Estresse e exposição ao sol no trabalho podem causar vitiligo

Aos poucos, manchas brancas surgem na pele e começam a crescer. Não há dor ou coceira para dar pistas do que pode estar acontecendo. Ao procurar o médico, a pessoa descobre que está com vitiligo. Apesar de não ter cura, a doença não é contagiosa e não traz qualquer consequência além da mudança estética. Suas causas não são totalmente definidas, mas pesquisas recentes constataram que fatores emocionais podem desencadear o seu surgimento.
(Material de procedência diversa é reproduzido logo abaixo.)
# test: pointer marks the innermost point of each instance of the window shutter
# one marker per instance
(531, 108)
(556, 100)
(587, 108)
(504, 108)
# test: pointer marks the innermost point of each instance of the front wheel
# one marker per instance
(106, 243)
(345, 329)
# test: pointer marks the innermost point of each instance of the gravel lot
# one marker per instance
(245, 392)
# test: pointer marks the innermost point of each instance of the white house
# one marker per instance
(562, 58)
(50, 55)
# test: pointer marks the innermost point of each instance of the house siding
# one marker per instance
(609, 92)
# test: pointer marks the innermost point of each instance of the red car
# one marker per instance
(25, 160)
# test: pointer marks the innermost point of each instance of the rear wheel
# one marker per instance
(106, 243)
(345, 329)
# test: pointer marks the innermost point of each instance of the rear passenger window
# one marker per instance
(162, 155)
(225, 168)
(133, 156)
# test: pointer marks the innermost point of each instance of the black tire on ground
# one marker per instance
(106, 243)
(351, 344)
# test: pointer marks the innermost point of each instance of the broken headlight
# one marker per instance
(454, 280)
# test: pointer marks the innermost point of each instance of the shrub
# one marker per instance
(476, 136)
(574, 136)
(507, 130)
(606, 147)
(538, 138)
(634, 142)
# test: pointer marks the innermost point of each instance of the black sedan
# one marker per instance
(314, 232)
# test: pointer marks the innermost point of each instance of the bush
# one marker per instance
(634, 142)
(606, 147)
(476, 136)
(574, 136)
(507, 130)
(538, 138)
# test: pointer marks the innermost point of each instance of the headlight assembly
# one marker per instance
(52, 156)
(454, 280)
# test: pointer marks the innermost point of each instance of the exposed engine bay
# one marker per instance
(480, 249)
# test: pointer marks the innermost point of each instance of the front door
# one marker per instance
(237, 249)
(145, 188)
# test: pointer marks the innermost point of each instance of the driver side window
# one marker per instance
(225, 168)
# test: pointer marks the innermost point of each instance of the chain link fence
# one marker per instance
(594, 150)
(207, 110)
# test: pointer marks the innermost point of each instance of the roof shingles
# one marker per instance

O vitiligo nada mais é do que a perda de células que produzem a melanina, proteína que dá cor à pele e aos pelos do corpo. Como as manchas têm intensidades e tamanhos diferentes, o tratamento varia em cada caso. Tanto o diagnóstico quanto o acompanhamento são feitos pelo dermatologista.

Alguns fatores podem estar ligados ao aparecimento da doença. O uso de produtos químicos e a exposição excessiva ao sol são alguns deles, assim como o estresse.

“Se as funções do trabalhador exigem a exposição constante ao sol, o empregador tem a obrigação de oferecer equipamento de proteção adequado. Qualquer desconforto no ambiente de trabalho deve ser comunicado ao Sintracia o quanto antes. Quando informado, o sindicato pode tomar as providências necessárias mantendo o nome de quem denunciou em segredo”, explica o presidente da entidade, Cirso da Silva.

Entenda a doença

Existem dois tipos de vitiligo: o localizado, que atinge pontos isolados, e o generalizado, que provoca a perda de toda a pigmentação da pele.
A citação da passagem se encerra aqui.